Japan lawmaker who gave letter to Emperor gets death threat in envelope with knife: Reports

This file picture taken on October 31, 2013 shows Japanese actor and a member of the House of Councillors Taro Yamamoto (left) handing a letter to Emperor Akihito during the annual autumn garden party at the Akasaka Palace imperial garden in Tokyo. A
This file picture taken on October 31, 2013 shows Japanese actor and a member of the House of Councillors Taro Yamamoto (left) handing a letter to Emperor Akihito during the annual autumn garden party at the Akasaka Palace imperial garden in Tokyo. A fierce row over a breach of imperial etiquette has gripped Japan's media for weeks, but, say commentators, it is a convenient excuse to attack someone who dares to speak out. Mr Yamamoto, 38, said the handwritten note had been his attempt to let the emperor know directly about the plight of people affected by the atomic disaster at Fukushima. -- PHOTO: AFP

TOKYO (AFP) - A novice Japanese lawmaker lambasted by critics for breaching imperial etiquette has received a death threat in an envelope that contained a knife, reports said on Wednesday.
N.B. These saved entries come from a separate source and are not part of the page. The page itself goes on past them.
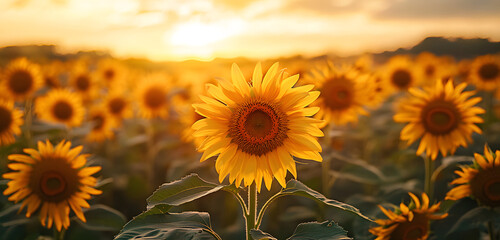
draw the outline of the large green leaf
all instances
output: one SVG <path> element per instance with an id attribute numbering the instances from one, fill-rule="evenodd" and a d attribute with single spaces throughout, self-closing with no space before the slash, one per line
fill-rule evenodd
<path id="1" fill-rule="evenodd" d="M 250 235 L 253 240 L 277 240 L 275 237 L 271 236 L 271 234 L 265 233 L 259 229 L 250 230 Z"/>
<path id="2" fill-rule="evenodd" d="M 323 194 L 310 189 L 305 184 L 303 184 L 300 181 L 297 181 L 295 179 L 288 181 L 286 183 L 286 188 L 282 189 L 280 194 L 307 197 L 307 198 L 313 199 L 315 201 L 322 202 L 328 206 L 352 212 L 352 213 L 354 213 L 354 214 L 356 214 L 356 215 L 358 215 L 366 220 L 371 221 L 370 218 L 363 215 L 357 208 L 355 208 L 349 204 L 343 203 L 343 202 L 328 199 L 325 196 L 323 196 Z"/>
<path id="3" fill-rule="evenodd" d="M 166 206 L 158 205 L 132 219 L 123 227 L 122 231 L 115 237 L 115 240 L 131 238 L 163 240 L 220 239 L 212 230 L 208 213 L 168 213 L 159 209 L 161 207 Z"/>
<path id="4" fill-rule="evenodd" d="M 148 199 L 148 208 L 157 204 L 179 206 L 219 190 L 236 191 L 235 187 L 209 183 L 197 174 L 188 175 L 180 180 L 162 184 Z"/>
<path id="5" fill-rule="evenodd" d="M 500 214 L 487 207 L 474 208 L 460 217 L 448 232 L 448 236 L 454 236 L 467 230 L 479 228 L 488 222 L 495 223 L 495 225 L 500 223 Z"/>
<path id="6" fill-rule="evenodd" d="M 127 222 L 122 213 L 102 204 L 92 205 L 84 210 L 84 215 L 87 221 L 81 225 L 93 231 L 119 231 Z"/>
<path id="7" fill-rule="evenodd" d="M 334 221 L 301 223 L 288 240 L 351 240 Z"/>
The menacing letter, discovered by security officers at a Tokyo building filled with lawmakers' offices, warned that "a group of assassins will be dispatched shortly", public broadcaster NHK and other media reported.

Inside the envelope was a clasp knife with a 9cm blade, Jiji Press news agency said.

The threat was directed at actor-turned-politician Taro Yamamoto, who was elected to Parliament as an independent on a strongly anti-nuclear platform.

The lawmaker caused outrage by handing a letter to Emperor Akihito during a royal garden party last month, which some critics say was a breach of protocol since the revered figure is seen as being outside the political fray.

Mr Yamamoto has said the handwritten note had been his attempt to let the Emperor know directly about the plight of people affected by the atomic disaster at Fukushima.